Türkiye, mısırda da yüzde 80 düzeyinde kendi kendine yeterli duruma gelmesine karşın, hala yılda 400-500 bin ton kadar ithalat yapmak durumunda kalıyor. Mısırda, 2008 yılında 459,5 bin ton ithalat yapılırken, aynı yıl 128,2 bin tonu üretim, 124,3 bin tonu işleme aşamasında olmak üzere toplam 252,6 bin ton ürün kaybı yaşandığı belirlendi.
Çeltik ihtiyacının yüzde 75,66’sı yerli üretimle karşılanırken, 2008’de 183,6 bin ton ithalat yapıldı. Diğer taraftan, 4 bin 520 ton çeltik üretim, 14 bin 543 ton çeltik de işleme aşamasında olmak üzere toplam 19 bin 63 ton çeltik çöpe gitti.
Verilere göre, 2008’de, 6 bin 269 ton kuru fasulye, 8 bin 497 ton kuru mercimek, bin 566 ton yeşil mercimek, 16 bin 745 ton nohut, 195 bin 682 ton patates, 305 bin 948 ton şeker pancarı ekonomik olarak değerlendirilemedi.
Türkiye, net ithalatçı konumunda olmasına karşın, ürettiği ayçiçeğinin 50 bin 170 tonunu, kolzanın 5 bin 161 tonunu, soyanın 14 bin 659 tonunu ekonomik olarak değerlendiremedi.

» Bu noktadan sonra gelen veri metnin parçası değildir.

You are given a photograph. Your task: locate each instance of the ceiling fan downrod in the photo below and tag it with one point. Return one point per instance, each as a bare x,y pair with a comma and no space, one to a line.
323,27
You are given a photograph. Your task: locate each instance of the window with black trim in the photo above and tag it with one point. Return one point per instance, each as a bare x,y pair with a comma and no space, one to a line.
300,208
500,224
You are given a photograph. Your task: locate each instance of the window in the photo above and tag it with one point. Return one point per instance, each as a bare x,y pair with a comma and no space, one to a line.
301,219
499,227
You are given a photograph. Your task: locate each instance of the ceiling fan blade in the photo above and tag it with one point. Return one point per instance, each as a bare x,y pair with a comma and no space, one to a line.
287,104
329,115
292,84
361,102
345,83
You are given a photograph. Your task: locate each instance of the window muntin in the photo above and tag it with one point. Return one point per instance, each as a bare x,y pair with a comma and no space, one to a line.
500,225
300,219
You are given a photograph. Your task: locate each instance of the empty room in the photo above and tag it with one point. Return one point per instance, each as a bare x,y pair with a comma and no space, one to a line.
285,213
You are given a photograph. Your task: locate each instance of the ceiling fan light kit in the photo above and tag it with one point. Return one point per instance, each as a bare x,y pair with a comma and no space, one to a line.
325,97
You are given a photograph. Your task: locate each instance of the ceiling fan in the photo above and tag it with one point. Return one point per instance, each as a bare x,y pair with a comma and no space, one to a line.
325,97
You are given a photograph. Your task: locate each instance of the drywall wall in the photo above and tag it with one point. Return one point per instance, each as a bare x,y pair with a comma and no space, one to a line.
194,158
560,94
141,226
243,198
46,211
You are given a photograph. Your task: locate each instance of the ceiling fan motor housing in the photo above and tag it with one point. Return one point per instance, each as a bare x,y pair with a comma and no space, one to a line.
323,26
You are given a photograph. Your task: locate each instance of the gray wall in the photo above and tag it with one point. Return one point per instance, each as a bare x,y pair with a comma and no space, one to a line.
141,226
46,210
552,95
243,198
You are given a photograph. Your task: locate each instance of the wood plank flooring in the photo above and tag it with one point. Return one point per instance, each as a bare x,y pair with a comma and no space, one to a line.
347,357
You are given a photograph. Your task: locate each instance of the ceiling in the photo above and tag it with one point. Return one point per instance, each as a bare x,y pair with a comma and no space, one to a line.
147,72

Soyada, 34,4 bin tonluk üretime karşın, üretilen ürünün yarısı kadar 14,6 bin tonluk üretim kaybı dikkat çekti. Yem sektöründe kullanılan soyada, 2008’de 1 milyon 140 bin ton ithalat yapıldı. Soyada ürün kaybının 276 tonu üretim, 14 bin 383 tonu ise işleme aşamasında gerçekleşti.
-MİLLİ GELİR HESAPLARI AÇISINDAN DA ÖNEMLİ-
Üretim kaybı olarak hesaplanan 2,2 milyon tonluk tahıl, bir çok ülkenin üretimine veya tüketimine eşit. Ürün kayıplarının önemli bölümü, hasat aşamasında, biçerdöverlerin tekniğine uygun olarak kullanılmaması, bu konudaki yetişmiş eleman eksikliğinden kaynaklanıyor. Ayrıca, taşıma ve depolama aşamalarında da önemli kayıplar yaşanıyor.
Toplamda 5,2 milyon tonluk ürün kaybı, milli gelir hesaplamaları açısından da çok önemli. Bu ürünler, ekonomik değere dönüşmediği için katma değer artışı da ekonomiye yansımıyor.